Look, I know it’s the fastest way to copy data from one location to another1. But hear me out:
- It breaks your code.
- If it doesn’t, you were probably going to get the speed anyway.
The problem is that memcpy copies raw bytes, regardless of what those bytes represent. This is called a “shallow copy.” Almost always, what you really want is a “deep copy.” When memcpy works, it’s usually because a shallow copy happens to the be same as a deep copy, not because memcpy is an honest representation of what you meant to do.
Take the following struct:
struct Person {
static constexpr int MAX_NAME_LENGTH = 32;
int age;
char name[MAX_NAME_LENGTH];
};
This defines Person as a trivial data type. If we want to copy an array of Person objects, either memcpy or std::ranges::copy will work.
auto people = std::array<Person, NUM_PEOPLE>{};
...
auto people_copy = std::array<Person, NUM_PEOPLE>{};
std::memcpy(people_copy.data(), people.data(), sizeof(people));
// OR
std::ranges::copy(people, std::begin(people_copy));
But when we eventually decide that storing Person::name in a fixed-size array was a terrible idea, we’ll want to replace it with a string.
struct Person {
int age;
std::string name;
};
std::ranges::copy still does the right thing, but now memcpy produces a “copy” whose name member points to the original underlying array. At minimum, this causes a double free when the objects go out of scope2.

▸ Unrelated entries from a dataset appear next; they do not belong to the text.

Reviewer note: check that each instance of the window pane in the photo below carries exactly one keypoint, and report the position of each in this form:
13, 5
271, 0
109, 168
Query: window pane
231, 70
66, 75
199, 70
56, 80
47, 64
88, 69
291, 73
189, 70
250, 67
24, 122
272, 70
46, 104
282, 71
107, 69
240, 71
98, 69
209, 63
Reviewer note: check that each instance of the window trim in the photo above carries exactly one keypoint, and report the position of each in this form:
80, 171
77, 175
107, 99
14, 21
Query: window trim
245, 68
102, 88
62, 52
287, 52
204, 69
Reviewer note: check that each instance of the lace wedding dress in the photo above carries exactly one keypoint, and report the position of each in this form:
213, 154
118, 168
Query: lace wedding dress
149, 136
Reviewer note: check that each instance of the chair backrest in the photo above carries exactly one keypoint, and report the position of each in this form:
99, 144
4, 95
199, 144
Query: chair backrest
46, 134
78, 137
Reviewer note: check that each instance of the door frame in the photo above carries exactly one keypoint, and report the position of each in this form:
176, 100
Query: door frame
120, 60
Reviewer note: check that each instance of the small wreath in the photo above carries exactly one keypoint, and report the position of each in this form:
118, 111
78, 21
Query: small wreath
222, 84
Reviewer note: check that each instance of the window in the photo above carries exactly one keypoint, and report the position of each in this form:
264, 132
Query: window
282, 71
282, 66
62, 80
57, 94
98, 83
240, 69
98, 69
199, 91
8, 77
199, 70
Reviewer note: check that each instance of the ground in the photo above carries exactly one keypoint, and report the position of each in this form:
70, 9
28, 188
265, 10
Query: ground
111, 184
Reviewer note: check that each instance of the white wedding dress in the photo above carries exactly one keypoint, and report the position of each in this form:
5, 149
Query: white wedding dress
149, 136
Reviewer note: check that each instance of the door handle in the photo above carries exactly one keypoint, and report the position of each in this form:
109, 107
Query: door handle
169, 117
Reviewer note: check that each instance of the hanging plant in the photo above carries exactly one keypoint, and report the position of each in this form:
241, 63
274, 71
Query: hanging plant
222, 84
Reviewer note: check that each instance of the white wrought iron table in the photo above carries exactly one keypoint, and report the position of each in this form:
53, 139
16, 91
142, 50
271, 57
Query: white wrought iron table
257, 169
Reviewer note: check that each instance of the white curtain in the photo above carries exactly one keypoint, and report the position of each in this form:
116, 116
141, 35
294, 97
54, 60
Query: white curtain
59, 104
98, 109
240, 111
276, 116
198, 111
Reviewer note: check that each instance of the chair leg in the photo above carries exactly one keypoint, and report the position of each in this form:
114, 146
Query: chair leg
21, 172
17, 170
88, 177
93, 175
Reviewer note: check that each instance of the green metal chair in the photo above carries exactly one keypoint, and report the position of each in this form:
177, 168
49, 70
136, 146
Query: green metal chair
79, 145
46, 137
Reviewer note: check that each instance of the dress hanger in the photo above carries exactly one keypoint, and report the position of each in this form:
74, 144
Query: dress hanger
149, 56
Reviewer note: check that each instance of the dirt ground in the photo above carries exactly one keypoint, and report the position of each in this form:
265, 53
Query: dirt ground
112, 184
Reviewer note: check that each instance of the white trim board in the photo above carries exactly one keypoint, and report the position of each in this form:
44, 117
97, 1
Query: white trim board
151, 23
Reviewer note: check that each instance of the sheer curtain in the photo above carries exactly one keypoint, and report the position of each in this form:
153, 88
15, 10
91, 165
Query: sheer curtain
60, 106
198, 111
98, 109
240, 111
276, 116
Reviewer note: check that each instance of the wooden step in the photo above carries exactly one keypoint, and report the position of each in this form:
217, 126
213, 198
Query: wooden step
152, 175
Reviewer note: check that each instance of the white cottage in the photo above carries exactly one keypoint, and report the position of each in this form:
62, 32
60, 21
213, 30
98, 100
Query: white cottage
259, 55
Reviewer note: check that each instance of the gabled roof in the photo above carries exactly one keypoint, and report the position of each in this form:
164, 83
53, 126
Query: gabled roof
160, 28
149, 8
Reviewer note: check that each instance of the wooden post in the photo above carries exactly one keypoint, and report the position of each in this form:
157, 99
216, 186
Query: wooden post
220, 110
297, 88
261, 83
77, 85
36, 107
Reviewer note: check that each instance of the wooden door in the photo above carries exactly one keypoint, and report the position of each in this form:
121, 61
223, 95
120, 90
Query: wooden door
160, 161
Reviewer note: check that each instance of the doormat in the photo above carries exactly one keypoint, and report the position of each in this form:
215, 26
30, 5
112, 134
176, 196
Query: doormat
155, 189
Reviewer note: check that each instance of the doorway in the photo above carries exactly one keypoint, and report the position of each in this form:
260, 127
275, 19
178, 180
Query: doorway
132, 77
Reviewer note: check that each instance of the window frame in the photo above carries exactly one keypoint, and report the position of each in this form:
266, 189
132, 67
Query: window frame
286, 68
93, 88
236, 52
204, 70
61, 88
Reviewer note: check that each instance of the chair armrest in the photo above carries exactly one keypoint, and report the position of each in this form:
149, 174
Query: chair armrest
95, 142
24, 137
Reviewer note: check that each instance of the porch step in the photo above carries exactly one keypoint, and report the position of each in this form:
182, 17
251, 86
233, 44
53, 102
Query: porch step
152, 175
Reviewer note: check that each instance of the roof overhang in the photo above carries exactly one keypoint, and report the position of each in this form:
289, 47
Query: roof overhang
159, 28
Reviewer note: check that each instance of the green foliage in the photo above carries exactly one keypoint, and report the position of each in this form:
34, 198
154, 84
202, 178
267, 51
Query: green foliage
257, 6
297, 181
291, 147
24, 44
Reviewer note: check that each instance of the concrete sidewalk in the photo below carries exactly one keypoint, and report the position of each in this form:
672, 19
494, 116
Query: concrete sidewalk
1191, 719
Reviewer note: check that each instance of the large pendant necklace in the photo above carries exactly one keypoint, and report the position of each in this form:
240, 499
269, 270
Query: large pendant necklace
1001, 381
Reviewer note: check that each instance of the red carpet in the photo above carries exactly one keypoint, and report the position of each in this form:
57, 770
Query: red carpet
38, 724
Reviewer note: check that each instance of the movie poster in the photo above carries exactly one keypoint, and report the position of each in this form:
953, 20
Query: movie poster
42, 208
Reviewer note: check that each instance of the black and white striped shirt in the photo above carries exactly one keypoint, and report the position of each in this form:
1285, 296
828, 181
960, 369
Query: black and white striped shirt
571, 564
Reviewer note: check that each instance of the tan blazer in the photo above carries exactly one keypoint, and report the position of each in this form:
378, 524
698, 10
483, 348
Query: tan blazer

So why not take memcpy‘s speed for trivial data, and update the code for deep copies when needed? Firstly, that update is easier said than done for a large codebase. You might have a giant mess to clean up. Secondly, you don’t need to explicitly write memcpy to get a call to memcpy. Optimizing compilers are smart enough to do that for you. The latest GCC and Clang can replace std::ranges::copy with memcpy at -O134.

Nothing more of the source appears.